Coronavirus v. 1st Amendment (Sheriff v. Pastor)

On March 30, 2020 the news broke that the Hillsborough County Sheriff arrested Pastor Rodney Howard-Browne, a pastor in Tampa, for holding service in violation of Hillsborough County’s Safer-At-Home Order.  You can read more about that order here.

There are several legal issues right off the bat.  For instance, religious personnel are listed as essential individuals under the Safer-At-Home Order.  Therefore, it’s not entirely clear the Pastor violated the order to begin with.  

But let’s assume for the sake of discussion that the Pastor did violate the order.  Is the order constitutional? The First Amendment protects freedom of religion, freedom of speech, and freedom of assembly.  All three of those rights are being affected here.

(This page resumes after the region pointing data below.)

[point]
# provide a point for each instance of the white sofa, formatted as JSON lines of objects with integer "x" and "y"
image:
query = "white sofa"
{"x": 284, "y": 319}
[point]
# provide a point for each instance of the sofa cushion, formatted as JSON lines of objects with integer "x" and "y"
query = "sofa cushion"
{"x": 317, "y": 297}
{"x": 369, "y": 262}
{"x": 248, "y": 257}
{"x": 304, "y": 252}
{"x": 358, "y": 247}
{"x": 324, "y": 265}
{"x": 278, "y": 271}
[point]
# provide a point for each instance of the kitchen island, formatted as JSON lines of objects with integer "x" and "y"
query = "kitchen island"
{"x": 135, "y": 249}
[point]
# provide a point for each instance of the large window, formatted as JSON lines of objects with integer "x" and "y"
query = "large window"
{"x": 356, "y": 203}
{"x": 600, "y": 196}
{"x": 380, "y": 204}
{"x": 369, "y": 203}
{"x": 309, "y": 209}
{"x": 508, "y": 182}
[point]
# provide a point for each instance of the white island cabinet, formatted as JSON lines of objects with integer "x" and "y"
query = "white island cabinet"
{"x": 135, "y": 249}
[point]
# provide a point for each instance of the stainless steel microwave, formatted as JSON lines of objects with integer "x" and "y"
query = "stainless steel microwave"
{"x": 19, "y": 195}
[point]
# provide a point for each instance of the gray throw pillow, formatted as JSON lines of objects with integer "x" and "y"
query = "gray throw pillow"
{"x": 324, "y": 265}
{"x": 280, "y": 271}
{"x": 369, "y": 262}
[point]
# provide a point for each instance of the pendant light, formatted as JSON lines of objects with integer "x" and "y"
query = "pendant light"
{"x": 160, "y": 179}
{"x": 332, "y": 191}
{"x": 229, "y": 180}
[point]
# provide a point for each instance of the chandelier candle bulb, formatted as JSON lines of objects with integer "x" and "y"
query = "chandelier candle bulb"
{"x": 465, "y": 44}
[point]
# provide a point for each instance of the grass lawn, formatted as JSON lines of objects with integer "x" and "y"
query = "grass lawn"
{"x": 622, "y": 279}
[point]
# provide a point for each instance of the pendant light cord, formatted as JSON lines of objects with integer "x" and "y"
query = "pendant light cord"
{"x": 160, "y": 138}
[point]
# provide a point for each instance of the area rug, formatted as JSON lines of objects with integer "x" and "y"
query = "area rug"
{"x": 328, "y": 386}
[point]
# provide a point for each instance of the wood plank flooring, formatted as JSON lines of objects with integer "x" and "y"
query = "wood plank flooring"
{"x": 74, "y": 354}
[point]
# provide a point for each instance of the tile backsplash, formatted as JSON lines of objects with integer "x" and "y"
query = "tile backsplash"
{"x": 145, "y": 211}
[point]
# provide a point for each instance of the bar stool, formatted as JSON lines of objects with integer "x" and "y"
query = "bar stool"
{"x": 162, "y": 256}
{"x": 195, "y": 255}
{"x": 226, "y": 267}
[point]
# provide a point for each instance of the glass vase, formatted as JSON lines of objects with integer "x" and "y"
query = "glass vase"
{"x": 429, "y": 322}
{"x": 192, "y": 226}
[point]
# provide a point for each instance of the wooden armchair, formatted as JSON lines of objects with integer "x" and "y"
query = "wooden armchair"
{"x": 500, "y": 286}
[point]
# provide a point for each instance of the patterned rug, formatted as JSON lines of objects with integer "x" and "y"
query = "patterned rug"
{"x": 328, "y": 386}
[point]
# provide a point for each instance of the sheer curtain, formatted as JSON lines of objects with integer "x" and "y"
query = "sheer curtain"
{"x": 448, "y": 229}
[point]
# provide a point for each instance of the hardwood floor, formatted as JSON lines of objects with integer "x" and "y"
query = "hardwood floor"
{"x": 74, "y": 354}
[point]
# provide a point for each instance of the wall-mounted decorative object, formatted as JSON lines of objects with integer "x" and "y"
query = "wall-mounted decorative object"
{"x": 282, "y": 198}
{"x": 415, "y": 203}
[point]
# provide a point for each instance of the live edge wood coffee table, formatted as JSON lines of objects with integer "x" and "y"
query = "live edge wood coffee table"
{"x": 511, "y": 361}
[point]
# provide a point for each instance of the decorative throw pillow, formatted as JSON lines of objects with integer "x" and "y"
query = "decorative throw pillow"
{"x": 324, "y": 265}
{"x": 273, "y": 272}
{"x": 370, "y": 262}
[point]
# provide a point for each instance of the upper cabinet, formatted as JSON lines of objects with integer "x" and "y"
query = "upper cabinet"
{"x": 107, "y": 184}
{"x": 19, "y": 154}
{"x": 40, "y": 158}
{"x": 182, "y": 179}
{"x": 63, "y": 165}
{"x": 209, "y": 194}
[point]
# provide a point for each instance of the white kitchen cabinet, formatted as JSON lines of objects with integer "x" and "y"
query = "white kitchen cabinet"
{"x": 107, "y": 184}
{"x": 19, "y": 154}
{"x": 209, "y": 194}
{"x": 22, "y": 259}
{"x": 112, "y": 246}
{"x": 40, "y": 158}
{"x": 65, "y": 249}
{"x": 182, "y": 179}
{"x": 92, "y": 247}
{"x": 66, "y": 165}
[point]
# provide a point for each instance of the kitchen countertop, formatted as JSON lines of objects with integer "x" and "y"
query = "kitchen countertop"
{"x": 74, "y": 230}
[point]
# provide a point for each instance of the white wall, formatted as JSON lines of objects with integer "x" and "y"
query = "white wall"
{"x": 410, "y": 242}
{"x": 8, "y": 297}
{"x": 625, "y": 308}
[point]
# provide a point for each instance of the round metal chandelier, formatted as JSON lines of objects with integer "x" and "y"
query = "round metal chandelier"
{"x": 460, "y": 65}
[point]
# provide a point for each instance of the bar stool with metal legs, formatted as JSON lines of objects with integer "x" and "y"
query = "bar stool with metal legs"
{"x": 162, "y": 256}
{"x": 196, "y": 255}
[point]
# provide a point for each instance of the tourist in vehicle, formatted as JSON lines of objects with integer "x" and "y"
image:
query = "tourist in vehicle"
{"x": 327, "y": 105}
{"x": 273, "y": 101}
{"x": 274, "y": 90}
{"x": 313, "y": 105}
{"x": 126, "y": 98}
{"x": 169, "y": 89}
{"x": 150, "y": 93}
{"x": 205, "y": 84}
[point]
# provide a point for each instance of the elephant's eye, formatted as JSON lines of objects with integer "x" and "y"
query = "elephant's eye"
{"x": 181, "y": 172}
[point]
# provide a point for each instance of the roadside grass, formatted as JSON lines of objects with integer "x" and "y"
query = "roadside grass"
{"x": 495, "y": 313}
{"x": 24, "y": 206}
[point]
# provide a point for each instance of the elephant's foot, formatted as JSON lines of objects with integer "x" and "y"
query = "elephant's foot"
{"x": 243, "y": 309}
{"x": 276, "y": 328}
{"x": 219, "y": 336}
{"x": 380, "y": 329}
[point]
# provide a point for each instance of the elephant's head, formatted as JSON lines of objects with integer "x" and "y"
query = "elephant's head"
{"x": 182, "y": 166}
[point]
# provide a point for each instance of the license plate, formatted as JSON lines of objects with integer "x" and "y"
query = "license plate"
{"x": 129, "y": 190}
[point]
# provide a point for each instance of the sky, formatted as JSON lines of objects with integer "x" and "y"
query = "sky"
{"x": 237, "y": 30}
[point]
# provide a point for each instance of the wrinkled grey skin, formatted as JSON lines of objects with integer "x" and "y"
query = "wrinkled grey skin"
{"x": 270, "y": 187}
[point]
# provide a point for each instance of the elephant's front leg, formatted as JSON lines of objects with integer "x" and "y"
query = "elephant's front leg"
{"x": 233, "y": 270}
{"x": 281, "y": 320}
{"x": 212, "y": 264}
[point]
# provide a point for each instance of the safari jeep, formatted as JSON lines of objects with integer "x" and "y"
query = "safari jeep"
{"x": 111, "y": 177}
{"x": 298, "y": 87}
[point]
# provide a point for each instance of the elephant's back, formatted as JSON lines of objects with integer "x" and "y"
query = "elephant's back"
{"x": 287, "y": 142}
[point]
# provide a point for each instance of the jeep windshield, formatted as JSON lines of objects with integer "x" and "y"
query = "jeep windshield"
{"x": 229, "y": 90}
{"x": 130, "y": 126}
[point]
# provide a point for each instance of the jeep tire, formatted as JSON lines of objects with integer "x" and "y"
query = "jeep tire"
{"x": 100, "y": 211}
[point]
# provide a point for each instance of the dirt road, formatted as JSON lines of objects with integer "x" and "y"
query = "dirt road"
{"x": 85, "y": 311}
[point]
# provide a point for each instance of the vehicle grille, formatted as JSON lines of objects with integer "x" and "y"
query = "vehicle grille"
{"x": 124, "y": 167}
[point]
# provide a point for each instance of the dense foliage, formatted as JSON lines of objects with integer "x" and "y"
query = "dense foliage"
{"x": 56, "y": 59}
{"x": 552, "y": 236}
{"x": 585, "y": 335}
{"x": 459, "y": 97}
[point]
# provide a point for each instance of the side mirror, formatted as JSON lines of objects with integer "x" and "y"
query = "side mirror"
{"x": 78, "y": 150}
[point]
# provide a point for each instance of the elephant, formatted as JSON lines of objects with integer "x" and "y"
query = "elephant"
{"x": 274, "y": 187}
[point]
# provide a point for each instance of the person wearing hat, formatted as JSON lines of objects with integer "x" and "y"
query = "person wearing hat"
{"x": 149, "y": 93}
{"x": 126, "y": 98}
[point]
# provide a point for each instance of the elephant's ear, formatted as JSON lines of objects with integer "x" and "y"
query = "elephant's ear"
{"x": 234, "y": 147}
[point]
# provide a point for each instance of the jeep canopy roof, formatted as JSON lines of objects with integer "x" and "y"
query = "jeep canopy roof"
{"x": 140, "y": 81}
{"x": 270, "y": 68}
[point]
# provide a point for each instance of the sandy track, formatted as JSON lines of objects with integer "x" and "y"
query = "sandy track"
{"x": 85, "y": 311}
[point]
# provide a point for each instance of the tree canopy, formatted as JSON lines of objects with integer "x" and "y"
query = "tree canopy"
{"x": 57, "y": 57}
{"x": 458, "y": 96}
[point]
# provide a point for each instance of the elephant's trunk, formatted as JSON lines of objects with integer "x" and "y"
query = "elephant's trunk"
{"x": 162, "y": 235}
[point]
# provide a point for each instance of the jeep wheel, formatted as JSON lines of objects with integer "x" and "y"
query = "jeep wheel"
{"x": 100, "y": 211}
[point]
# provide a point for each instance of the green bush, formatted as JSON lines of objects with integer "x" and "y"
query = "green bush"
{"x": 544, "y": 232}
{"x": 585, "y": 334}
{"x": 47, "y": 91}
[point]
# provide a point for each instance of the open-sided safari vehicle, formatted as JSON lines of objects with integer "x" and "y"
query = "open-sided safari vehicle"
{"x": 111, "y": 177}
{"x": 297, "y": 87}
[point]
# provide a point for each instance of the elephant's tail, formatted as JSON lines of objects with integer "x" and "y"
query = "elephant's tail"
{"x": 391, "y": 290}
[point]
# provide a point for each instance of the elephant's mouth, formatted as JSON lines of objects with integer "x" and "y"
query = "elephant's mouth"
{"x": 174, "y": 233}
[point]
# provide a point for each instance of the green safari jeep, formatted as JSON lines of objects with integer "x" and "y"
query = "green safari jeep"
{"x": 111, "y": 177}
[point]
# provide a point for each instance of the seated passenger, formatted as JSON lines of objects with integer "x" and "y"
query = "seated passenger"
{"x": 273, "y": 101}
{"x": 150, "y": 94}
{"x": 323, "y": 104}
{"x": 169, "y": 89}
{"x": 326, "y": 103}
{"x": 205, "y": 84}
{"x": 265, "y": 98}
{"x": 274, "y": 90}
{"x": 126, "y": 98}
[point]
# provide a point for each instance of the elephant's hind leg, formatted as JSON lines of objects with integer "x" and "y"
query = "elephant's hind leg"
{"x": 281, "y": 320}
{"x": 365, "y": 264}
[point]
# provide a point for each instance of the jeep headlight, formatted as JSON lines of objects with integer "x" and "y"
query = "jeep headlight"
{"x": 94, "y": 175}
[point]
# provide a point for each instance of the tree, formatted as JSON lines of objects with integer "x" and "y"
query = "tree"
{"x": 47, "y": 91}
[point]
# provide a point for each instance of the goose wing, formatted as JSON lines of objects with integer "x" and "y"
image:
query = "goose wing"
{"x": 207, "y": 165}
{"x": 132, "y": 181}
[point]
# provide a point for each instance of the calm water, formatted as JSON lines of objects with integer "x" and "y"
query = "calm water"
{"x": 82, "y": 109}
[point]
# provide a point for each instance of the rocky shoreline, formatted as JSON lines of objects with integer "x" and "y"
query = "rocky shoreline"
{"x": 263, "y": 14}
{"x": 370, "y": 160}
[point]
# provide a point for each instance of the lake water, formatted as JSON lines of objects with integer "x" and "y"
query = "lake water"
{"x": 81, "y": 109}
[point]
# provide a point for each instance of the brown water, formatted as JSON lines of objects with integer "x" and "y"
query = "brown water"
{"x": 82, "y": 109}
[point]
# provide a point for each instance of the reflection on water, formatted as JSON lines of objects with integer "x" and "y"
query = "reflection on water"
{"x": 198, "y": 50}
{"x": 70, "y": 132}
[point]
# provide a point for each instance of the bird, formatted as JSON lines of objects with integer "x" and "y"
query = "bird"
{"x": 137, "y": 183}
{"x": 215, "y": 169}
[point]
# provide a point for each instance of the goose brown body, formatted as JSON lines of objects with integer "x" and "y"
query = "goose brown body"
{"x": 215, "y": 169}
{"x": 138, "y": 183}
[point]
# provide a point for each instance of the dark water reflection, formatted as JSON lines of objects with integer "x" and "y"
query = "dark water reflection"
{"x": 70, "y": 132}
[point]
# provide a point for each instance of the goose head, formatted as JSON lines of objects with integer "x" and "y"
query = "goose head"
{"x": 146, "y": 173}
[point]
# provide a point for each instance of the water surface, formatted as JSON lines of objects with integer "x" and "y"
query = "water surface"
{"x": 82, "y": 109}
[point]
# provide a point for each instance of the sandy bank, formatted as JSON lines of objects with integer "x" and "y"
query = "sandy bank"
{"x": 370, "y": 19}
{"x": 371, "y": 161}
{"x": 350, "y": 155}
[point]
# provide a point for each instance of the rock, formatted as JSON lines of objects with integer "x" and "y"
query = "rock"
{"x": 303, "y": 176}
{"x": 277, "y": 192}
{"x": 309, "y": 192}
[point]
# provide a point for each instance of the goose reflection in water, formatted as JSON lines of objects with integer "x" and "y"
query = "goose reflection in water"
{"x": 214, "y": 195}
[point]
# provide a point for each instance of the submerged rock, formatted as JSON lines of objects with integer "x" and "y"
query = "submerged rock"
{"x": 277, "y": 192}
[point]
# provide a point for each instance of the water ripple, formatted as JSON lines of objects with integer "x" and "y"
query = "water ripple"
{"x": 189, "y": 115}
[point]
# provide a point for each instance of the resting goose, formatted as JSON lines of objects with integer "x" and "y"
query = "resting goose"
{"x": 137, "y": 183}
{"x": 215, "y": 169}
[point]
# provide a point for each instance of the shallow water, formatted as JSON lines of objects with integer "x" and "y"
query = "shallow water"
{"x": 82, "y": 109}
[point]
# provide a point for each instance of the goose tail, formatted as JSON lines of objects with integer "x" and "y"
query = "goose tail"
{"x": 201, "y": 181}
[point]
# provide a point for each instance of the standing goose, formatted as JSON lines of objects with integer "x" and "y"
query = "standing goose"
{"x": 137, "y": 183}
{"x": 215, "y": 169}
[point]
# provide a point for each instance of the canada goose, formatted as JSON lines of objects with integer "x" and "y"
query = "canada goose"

However, none of our rights are absolute.  As Justice Oliver Wendell Holmes put it, the freedom of speech “would not protect a man falsely shouting fire in a theatre . . . .”

Interestingly enough, there’s some legal history in the area of epidemics.  In Jacobson v. Mass., 197 U.S. 11, 27-28 (1905), the Supreme Court held that “a community has the right to protect itself against epidemic.”  The Constitution does not “import an absolute right in each person to be, at all times and in all circumstances, wholly freed from restraint.”  Id. at 26.  In that case, the Supreme Court upheld a law requiring everyone to be vaccinated against smallpox.

However, the government’s power is not unlimited.  Where a law enacted purportedly to protect the public health, morals, or safety has no “real or substantial relation to those object, or is beyond all question, a plain, palpable invasion of rights secured by the fundamental law, it is the duty of the courts to so adjudge, and thereby give effect to the constitution.”  Id. at 31.

In reality, the government has a lot of latitude during a public health emergency such as this.   As long as the government’s actions are not arbitrary, they are likely to be enforced.